A render ancor più amara la pillola e grande il paradosso parlando di una squadra perdente, c'è che tra le fila del Liverpool ci sono anche due dei tre capocannonieri della Premier. Salah e Mané, infatti, con 22 gol condividono il trono con Aubameyang. Solo dietro di loro si piazza il Kun Aguero con 21 centri. 

Il divario con le altre big è storico. Il Manchester United squadra con cui c'è la rivalità più forte ha chiuso dietro di 31 lunghezze; il Tottenham, che sarà l'avversario dei Reds in finale di Champions, è rimasto staccato di 26 punti.
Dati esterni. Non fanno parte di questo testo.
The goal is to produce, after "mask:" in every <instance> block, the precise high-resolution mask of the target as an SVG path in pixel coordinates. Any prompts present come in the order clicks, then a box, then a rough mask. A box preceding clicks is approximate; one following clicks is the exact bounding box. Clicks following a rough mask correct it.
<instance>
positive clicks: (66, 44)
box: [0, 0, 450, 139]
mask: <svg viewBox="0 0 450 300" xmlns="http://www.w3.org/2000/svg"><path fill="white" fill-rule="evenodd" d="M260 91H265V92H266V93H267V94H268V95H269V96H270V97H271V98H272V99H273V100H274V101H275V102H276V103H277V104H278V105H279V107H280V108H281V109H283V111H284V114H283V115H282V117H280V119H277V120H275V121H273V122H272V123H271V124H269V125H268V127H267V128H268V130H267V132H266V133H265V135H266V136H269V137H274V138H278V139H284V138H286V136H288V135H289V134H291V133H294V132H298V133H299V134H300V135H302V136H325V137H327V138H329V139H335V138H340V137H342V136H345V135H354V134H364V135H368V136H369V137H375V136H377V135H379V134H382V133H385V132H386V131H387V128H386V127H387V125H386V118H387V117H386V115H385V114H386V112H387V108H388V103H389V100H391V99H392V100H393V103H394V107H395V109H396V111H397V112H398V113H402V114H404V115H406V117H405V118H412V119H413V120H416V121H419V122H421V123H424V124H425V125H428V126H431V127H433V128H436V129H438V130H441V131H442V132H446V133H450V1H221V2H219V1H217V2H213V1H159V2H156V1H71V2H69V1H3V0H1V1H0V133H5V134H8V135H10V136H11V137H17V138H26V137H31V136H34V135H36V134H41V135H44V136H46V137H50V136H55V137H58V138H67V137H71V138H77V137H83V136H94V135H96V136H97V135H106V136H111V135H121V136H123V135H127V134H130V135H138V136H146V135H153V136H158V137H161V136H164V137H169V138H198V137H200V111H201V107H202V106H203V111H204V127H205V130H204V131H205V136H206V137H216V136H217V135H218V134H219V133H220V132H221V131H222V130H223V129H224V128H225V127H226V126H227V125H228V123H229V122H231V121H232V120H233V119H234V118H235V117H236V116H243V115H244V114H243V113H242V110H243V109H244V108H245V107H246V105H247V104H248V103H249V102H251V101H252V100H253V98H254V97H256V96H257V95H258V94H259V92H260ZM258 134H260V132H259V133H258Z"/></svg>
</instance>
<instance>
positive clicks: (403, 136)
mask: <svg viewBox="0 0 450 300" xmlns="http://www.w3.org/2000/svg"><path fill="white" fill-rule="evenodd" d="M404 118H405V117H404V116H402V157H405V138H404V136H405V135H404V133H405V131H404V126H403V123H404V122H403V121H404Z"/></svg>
Dati che fanno capire quanto quello della banda Klopp sia stato un campionato che ha rasentato la perfezione. Un cammino insufficiente però per battere questo City e tornare a vincere il titolo 29 anni dopo. A tirare su il morale del popolo di Anfield c'è però l'appuntamento del primo giugno. A Madrid. E non serve aggiungere altro.